Members also discussed patients' mental health problems, with a Canadian nurse practitioner saying she was "perplexed" whether a patient with post-traumatic stress disorder and dissociative identities could give informed consent. 

SOC8 mental health chapter author Dan Karasic told her to just evaluate whether the patient has "persistent gender dysphoria, capacity to consent, and the benefits of starting hormones outweigh the risks.”

Karasic has previously said WPATH members should not reject transition for "plural" identities.

Others said they must get consent from all of the "alters" exhibited by their dissociative patients or risk litigation. One admitted to hiding dissociative diagnoses in referral letters, calling it "complicated PTSD" so gender-affirming surgeons wouldn't question it.

"My comments in any forum on the care of transgender adults with co-occurring mental health conditions are consistent with my belief in the importance of mental health care in these patients, which is the work I've done for decades," Karasic wrote in an email.

While he hasn't reviewed the report "in its entirety, as it was just released," Karasic said he saw a "quote attributed to me" that was "was edited from my actual comments, and I've seen in the past that excerpts of statements I've made are sometimes presented to try to assert that I am making a point that is opposite to the one I made."

The leak included internal video from a May 6, 2022 "Identity Evolution Workshop," also made public by Shellenberger's group, and the report includes a 30-page transcript.

Canadian endocrinologist Daniel Metzger explained that young patients and even some adults don't understand that they cannot "pick and choose the effects of hormone therapy," such as taking estrogen without developing breasts or testosterone without facial hair.

Other panelists smiled when Metzger said young patients are a "blank wall" when he warns them about the likelihood of sterility from treatment and say they'll just adopt if they want kids, believing they can go to "the orphanage" and get a baby.

Child psychologist Dianne Berg, author of SOC8's child chapter, said she was "stumped" on how to make a 9-year-old "who's starting puberty suppression" appreciate the fertility consequences.

She said many patients had started "medical intervention" before mental health treatment because of a "backlog of therapists," and that she is frustrated by parents who "can’t tell me what they need to know about a medical intervention that apparently they signed off for."

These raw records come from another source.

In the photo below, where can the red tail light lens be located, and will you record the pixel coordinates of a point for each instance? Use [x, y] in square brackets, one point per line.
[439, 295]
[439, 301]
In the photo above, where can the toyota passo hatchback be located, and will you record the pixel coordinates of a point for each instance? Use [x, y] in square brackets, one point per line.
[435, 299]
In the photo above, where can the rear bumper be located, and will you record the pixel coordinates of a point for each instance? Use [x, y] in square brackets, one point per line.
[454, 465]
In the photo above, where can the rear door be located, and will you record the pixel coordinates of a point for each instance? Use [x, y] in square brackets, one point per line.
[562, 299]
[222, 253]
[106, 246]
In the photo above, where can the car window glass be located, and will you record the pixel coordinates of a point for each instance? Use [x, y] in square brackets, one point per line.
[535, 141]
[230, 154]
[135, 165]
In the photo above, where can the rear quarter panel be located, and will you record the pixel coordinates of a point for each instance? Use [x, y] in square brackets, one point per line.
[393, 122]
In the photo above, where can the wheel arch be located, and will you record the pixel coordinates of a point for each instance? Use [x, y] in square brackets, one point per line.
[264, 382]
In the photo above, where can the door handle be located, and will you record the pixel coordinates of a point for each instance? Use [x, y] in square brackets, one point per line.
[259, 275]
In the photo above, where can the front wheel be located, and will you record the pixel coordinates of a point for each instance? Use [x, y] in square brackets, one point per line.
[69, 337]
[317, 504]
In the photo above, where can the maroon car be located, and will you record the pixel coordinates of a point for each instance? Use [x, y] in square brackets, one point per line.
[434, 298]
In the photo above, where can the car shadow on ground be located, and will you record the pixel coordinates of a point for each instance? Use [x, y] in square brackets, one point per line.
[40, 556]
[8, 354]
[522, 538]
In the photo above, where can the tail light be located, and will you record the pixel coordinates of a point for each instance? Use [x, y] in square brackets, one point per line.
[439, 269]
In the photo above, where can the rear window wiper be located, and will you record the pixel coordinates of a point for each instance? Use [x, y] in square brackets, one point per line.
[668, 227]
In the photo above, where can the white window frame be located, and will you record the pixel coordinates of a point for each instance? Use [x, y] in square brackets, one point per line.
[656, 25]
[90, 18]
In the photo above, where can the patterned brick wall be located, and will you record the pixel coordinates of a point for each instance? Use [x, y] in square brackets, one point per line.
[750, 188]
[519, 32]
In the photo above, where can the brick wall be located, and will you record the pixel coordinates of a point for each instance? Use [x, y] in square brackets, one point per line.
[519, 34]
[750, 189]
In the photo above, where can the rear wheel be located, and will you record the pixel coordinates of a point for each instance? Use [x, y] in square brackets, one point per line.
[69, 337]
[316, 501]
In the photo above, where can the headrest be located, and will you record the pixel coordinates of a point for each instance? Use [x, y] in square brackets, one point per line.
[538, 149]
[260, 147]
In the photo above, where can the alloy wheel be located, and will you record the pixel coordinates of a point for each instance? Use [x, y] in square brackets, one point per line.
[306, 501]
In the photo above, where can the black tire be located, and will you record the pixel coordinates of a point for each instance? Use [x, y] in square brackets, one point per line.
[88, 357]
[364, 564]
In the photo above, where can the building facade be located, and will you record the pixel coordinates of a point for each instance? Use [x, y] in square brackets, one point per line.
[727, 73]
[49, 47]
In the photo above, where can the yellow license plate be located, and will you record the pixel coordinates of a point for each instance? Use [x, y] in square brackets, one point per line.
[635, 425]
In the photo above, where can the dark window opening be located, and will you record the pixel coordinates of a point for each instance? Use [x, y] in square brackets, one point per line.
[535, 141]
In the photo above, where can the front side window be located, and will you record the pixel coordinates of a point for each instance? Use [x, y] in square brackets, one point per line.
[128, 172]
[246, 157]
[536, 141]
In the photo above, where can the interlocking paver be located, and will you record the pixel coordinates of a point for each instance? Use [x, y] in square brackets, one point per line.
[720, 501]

Former WPATH president Jamison Green told the panel that some patients can "get their hormones prescribed through their primary care provider," who is not an expert. Report author Hughes says this contradicts WPATH's official statement that "a team of medical and mental health professionals carefully evaluates young patients."

Green also said patients for hormones and surgeries tend to skim or even ignore the potential complications and consequences on the consent form because their mentality is "this is my moment, I gotta grab it."

Metzger, Berg and Green did not respond to queries about their comments and portrayal in the report.